Chicago crops left the spotlight to soft commodities on Monday, with the prospect of a key report on US acreages dampening interest in new positions.
External pointers were somewhat negative, with shares and oil lower and the dollar stronger for a third successive day – bad news for US exports, such as crops.
Indeed, while weekly data on US wheat inspections met traders' expectations at 14.4m bushels, corn was light at 35m bushels and soybeans, at 9.6m bushels, below the hopes of many investors.
Still, what really mattered was the prospect of updated official US crop figures due on Wednesday.
These are expected to show rises in wheat and, in particular, corn production, weak performances by these grains last week has allowed for much of this.
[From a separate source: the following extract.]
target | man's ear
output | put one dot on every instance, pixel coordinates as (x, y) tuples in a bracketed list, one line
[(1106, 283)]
On Monday, investors squared off positions, helping Chicago corn for September recover 1.2% to $3.26 a bushel, with wheat adding 1.3% to $4.96 a bushel at 17:30 GMT.
Earlier, the last remnants of bearish sentiment (for now) pushed wheat to within two cents of its 2009 low of $4.83 ½ a bushel.
Wheat remained quiet in Europe too, ending unchanged in Paris at E123.00 a tonne for November delivery as well as in London, where it closed at £98.25 a tonne.
Rapeseed was marginally more interesting at time, thanks to strength in palm oil, a rival in the vegetable oil market, which was helped higher by low Malaysian stocks data.
Nonetheless, the November contract closed unchanged at E272.25 a tonne, with February adding E1 to E278.00 a tonne.
More excitement lay in softs, where sugar soared – again – on concerns of buoyant demand and waning production.
Traders credited spillover support for a 2.7% rise to £1,822 a tonne in London cocoa for September too, with New York adding 1.8% to $2,888 a tonne.
However, the spillover did not extend far enough to help coffee, which ended down 2.0% at $1,462 a tonne for London robusta beans, with New York arabica beans down 1.3% at 136.05 cents a pound.